Le 16 décembre 2003, Mme X... était placée en arrêt de travail pour cause de maladie qui se prolongeait jusqu'au 1er décembre suivant, date à laquelle le médecin du travail émettait un avis d'inaptitude à son poste de travail et indiquait :
"pas de poste de secrétaire où il faut des efforts physiques répétés".
Le 16 décembre 2004, la salariée faisait l'objet d'une seconde visite médicale de reprise par le médecin du travail qui concluait à une inaptitude à son poste de travail.
Après déroulement de la procédure légale, la Sté Clinique St JOSEPH lui notifiait son licenciement pour inaptitude par lettre recommandée avec accusé de réception en date du 16 mars 2005, aux motifs suivants :
"...L'incapacité de travail qui vous frappe et qui a été constatée le médecin du travail rend malheureusement impossible le maintien de votre contrat de travail. Le médecin du travail n'a pas formulé de propositions de reclassement. Pour notre part malgré la recherche active menée, tant au niveau de l'entreprise qu'au sein du groupe, nous n'avons malheureusement pas trouvé de poste de reclassement adapté à vos capacités actuelles.

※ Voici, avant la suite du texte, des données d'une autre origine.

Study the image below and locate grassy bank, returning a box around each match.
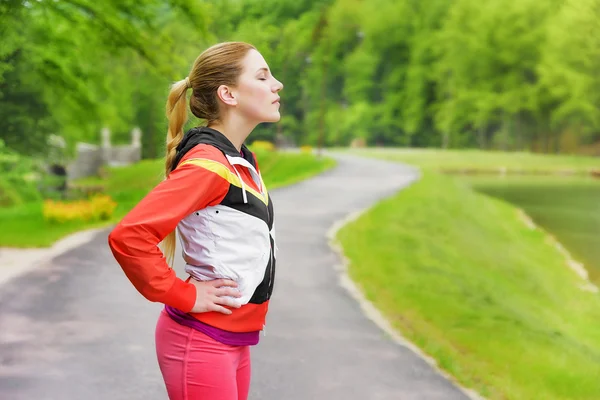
[0,152,335,247]
[348,148,600,175]
[338,173,600,400]
[466,176,600,285]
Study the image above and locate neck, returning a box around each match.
[208,115,257,151]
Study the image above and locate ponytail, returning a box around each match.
[162,78,191,266]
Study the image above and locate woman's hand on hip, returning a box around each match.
[189,278,242,314]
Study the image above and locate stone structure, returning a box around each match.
[67,128,142,179]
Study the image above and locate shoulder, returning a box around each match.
[178,144,227,166]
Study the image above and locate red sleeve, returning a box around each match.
[108,145,229,312]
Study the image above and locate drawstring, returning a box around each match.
[233,164,248,204]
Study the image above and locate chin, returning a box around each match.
[264,112,281,122]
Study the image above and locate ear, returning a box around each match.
[217,85,237,106]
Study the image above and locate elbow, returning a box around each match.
[108,224,124,253]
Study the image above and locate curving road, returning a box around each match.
[0,155,474,400]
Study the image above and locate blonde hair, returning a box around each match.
[162,42,255,265]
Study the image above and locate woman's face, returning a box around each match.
[232,49,283,123]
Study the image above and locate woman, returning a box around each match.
[109,42,283,400]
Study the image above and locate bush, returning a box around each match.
[0,178,23,207]
[44,195,117,223]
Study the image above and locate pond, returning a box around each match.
[464,175,600,285]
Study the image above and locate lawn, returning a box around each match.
[0,151,335,247]
[465,176,600,286]
[338,171,600,400]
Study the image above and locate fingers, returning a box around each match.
[208,303,231,315]
[213,297,242,308]
[210,279,237,287]
[214,287,242,297]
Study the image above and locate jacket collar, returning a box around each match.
[173,126,256,168]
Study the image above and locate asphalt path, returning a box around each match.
[0,155,468,400]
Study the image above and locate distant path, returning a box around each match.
[0,155,467,400]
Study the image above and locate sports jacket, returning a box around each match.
[109,127,276,332]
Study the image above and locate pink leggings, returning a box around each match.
[156,310,250,400]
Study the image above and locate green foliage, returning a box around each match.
[0,0,600,158]
[0,150,335,247]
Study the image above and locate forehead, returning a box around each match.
[242,49,269,74]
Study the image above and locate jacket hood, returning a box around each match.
[172,126,256,169]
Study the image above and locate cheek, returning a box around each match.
[239,84,274,117]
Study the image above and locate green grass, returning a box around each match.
[347,148,600,174]
[465,177,600,285]
[0,152,335,247]
[338,172,600,400]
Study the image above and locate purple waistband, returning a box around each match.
[165,306,260,346]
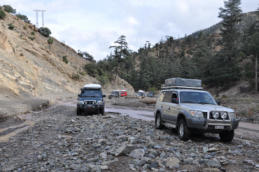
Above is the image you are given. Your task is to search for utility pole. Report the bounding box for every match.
[33,10,39,26]
[41,10,46,27]
[33,10,46,27]
[255,55,258,92]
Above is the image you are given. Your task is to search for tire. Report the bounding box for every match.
[100,108,104,116]
[177,119,190,141]
[219,130,235,142]
[76,108,82,116]
[155,113,164,129]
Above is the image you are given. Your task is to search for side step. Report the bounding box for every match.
[164,122,176,128]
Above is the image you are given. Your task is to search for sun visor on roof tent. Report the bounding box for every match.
[165,78,202,87]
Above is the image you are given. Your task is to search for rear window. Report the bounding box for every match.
[180,91,216,105]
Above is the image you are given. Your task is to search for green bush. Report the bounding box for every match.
[16,14,31,23]
[3,5,16,14]
[0,8,6,19]
[8,23,14,30]
[28,36,35,41]
[48,38,54,45]
[62,56,68,64]
[85,63,98,77]
[38,27,51,37]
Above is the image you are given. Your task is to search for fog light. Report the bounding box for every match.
[221,112,228,119]
[212,112,219,119]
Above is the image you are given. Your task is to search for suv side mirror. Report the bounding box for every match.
[172,98,179,104]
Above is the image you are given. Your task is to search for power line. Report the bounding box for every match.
[33,10,46,27]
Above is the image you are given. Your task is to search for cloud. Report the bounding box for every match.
[0,0,258,60]
[128,16,139,25]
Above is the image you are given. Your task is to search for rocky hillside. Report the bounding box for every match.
[99,11,259,91]
[0,9,134,117]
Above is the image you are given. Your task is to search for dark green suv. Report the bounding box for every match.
[77,84,105,115]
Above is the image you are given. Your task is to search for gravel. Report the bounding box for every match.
[0,106,259,172]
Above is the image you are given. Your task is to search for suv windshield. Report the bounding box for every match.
[180,91,216,105]
[81,90,102,97]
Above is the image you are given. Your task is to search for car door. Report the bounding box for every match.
[168,92,179,124]
[161,91,172,121]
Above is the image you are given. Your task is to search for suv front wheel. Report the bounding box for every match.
[177,119,190,141]
[155,113,163,129]
[219,130,234,142]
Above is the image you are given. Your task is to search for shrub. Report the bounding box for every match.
[16,14,31,23]
[62,56,68,64]
[38,27,51,37]
[3,5,16,14]
[8,23,14,30]
[72,73,80,81]
[84,63,98,77]
[48,38,54,45]
[0,8,6,19]
[29,36,35,41]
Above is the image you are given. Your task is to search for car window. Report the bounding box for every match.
[81,90,102,97]
[163,91,172,103]
[180,91,216,105]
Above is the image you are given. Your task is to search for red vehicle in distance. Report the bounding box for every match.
[120,90,128,97]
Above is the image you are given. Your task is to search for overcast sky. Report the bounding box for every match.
[0,0,259,60]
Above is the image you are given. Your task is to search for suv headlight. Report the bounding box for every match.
[97,100,103,105]
[190,110,203,118]
[220,112,228,119]
[228,112,237,119]
[77,100,84,105]
[212,112,220,119]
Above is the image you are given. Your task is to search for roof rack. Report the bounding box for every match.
[161,86,203,90]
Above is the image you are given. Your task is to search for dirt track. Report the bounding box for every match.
[0,103,259,171]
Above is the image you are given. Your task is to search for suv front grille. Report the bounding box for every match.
[85,101,95,105]
[209,111,229,120]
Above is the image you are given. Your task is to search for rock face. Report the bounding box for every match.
[0,13,133,116]
[0,106,259,172]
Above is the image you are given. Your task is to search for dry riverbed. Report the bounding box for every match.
[0,104,259,171]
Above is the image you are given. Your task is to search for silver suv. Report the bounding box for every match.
[155,78,239,142]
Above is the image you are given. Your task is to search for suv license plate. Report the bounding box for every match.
[215,125,224,129]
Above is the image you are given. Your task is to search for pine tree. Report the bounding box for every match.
[219,0,242,61]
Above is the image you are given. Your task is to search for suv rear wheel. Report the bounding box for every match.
[76,108,82,116]
[219,130,234,142]
[155,113,164,129]
[177,119,190,141]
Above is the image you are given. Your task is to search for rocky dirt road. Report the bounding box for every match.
[0,104,259,172]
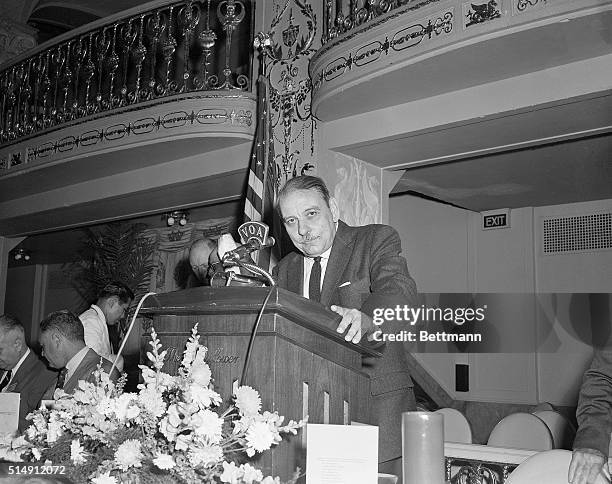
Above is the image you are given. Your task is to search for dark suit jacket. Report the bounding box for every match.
[44,348,119,400]
[63,348,119,393]
[274,221,417,462]
[573,348,612,457]
[6,350,57,432]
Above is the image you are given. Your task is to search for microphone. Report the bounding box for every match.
[223,237,276,261]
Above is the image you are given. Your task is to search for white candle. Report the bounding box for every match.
[402,412,444,484]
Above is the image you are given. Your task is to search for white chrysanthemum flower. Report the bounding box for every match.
[138,388,166,418]
[47,420,62,444]
[96,396,116,416]
[153,454,176,470]
[219,462,243,484]
[191,410,223,443]
[70,439,87,466]
[91,471,117,484]
[234,385,261,415]
[261,476,281,484]
[245,422,275,457]
[113,393,139,422]
[188,445,223,467]
[240,464,263,484]
[115,439,144,471]
[186,383,221,409]
[174,434,193,450]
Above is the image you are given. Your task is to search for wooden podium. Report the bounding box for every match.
[140,287,380,479]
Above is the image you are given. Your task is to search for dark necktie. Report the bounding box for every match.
[55,368,68,388]
[308,256,321,301]
[0,370,13,392]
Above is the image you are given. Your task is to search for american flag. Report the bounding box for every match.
[244,75,280,270]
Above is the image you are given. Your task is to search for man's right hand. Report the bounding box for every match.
[567,449,606,484]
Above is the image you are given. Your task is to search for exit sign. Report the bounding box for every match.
[482,208,510,230]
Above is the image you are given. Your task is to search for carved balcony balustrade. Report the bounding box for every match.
[309,0,612,123]
[0,0,255,176]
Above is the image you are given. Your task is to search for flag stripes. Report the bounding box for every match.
[244,75,276,270]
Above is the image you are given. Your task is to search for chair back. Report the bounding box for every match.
[506,449,610,484]
[434,408,472,444]
[487,413,553,450]
[533,410,576,449]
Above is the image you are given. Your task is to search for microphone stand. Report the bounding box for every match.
[222,253,276,386]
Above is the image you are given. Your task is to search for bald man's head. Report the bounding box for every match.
[189,238,219,283]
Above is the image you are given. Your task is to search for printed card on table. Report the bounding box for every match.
[306,424,378,484]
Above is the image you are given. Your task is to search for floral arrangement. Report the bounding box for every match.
[0,324,305,484]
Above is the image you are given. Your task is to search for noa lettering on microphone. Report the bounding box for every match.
[238,222,268,245]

Nous considérons que cette situation rend impossible le maintien de votre contrat de travail et constitue une cause réelle et sérieuse de licenciement..."
S'estimant abusivement licenciée, elle saisissait le Conseil de prud'hommes de PERPIGNAN qui par jugement en date du 17 janvier 2007 a dit que le licenciement de Mme X... était dépourvu de cause réelle et sérieuse et a condamné la Sté Clinique St JOSEPH à lui payer les sommes de :
- 580,93 € à titre de rappel du 1er au 23 Mars 2005;
- 58,09 € au titre des congés-payés afférents,
- 10000 € à titre de dommages et intérêts,
- 1266,45 € à titre de reliquat d'indemnité de licenciement,
- 400 € au titre de l'article 700 du NCPC.

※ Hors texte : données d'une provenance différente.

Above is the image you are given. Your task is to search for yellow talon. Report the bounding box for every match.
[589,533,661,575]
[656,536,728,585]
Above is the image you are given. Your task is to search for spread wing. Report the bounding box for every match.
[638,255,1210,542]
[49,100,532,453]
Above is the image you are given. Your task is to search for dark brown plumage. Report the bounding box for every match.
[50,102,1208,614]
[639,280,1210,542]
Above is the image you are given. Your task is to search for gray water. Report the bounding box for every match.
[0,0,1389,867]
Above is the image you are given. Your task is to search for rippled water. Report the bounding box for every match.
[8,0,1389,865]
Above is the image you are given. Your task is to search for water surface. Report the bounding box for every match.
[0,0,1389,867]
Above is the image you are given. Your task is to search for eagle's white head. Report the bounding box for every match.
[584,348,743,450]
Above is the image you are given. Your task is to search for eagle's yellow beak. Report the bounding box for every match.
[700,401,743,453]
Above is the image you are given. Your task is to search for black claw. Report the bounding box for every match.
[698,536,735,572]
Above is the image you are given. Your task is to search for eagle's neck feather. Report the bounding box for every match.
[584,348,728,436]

Par déclaration en date du 07 février 2007, la Sté Clinique St
JOSEPH a régulièrement interjeté appel de ce jugement.
MOYENS ET PRETENTIONS DES PARTIES
L'appelante demande à la Cour de :
- réformer le jugement sur le licenciement,
- le déclarer fondé sur une cause réelle et sérieuse,
- débouter Mme X... de sa demande de dommages et intérêts ,
- constater que la Sté Clinique St JOSEPH a acquiescé au paiement des trois autres sommes.
au motif que :
-il ne s'agit pas d'une maladie professionnelle ou d'un accident de travail,
-l'employeur a recherché un reclassement comme en atteste le délai de 3 mois entre le constat de l'inaptitude et le licenciement et les échanges avec le médecin du travail,
-les dirigeants des différentes cliniques du groupe ont répondu aux demandes de reclassement de l'employeur,
-aucun poste compatible n'était disponible au sein de l'établissement,
-la salariée n'indique pas quel poste, elle aurait pu occuper et qui ne lui pas été proposé.

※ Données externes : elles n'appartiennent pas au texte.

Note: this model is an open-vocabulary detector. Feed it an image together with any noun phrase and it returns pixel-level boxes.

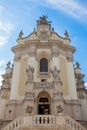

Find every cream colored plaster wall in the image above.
[67,62,77,100]
[60,56,69,99]
[52,56,60,70]
[10,61,21,100]
[37,48,51,54]
[28,56,35,68]
[0,98,6,119]
[80,99,87,121]
[18,57,28,96]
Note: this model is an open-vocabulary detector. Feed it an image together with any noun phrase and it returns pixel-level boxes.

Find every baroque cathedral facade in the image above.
[0,15,87,130]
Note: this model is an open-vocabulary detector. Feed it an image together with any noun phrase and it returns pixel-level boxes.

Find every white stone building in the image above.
[0,16,87,130]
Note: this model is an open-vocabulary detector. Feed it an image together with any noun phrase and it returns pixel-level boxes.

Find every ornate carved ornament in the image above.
[56,105,63,113]
[26,105,33,113]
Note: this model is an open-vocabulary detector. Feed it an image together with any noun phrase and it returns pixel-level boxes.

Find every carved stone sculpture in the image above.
[7,61,11,68]
[26,105,33,113]
[26,65,34,80]
[51,66,60,81]
[56,105,63,113]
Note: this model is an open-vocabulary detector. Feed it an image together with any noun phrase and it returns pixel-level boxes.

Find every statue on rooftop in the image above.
[7,61,11,68]
[37,15,51,25]
[76,61,80,68]
[19,30,23,39]
[26,65,34,80]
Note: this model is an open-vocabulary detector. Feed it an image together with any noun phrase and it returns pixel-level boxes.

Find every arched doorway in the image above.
[40,58,48,72]
[38,92,50,115]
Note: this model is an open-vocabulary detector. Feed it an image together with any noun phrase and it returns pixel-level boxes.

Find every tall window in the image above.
[40,58,48,72]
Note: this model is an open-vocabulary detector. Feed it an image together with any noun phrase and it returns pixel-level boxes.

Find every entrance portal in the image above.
[38,104,49,115]
[38,92,50,115]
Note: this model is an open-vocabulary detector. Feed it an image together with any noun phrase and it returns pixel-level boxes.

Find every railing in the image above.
[1,113,86,130]
[34,115,56,125]
[34,82,53,88]
[65,115,86,130]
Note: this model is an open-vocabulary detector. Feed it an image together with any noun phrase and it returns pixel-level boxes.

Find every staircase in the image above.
[1,113,86,130]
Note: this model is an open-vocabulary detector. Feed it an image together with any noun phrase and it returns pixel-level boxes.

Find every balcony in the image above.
[34,82,53,88]
[1,113,86,130]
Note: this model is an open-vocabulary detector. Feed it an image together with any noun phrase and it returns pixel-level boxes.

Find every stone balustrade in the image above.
[34,82,53,88]
[65,115,86,130]
[34,115,55,125]
[1,113,86,130]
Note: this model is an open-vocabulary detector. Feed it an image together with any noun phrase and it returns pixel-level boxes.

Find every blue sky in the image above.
[0,0,87,87]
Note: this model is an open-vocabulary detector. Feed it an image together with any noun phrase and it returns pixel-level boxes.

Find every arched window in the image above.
[40,58,48,72]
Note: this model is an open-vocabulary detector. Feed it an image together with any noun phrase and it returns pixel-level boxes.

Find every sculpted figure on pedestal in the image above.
[26,65,34,80]
[51,66,60,81]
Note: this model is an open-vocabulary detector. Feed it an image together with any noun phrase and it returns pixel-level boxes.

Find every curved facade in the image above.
[0,16,87,130]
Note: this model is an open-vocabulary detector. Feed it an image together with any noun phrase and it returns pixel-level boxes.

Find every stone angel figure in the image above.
[26,65,34,80]
[26,105,33,113]
[56,105,63,113]
[51,66,60,81]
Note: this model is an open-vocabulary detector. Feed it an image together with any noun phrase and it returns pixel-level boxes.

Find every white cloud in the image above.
[0,5,14,46]
[85,83,87,89]
[0,60,5,66]
[0,60,5,86]
[0,21,14,45]
[32,0,87,21]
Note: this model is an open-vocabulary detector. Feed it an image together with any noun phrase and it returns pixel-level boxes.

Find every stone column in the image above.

L'intimée demande à la Cour de :
-confirmer le jugement en toutes ses dispositions,
-condamner la Sté Clinique St JOSEPH à lui payer la somme de 1500 € au titre de l'article 700 du NCPC;
au motif que les accusations de harcèlement moral ne sont pas établies, que les horaires de travail ont toujours été conformes aux prévisions du contrat, que le licenciement est fondé sur une cause réelle et sérieuse dès lors que les offres de reclassement ont été refusées par la salariée et qu'il n'existait pas de poste disponible dans l'établissement.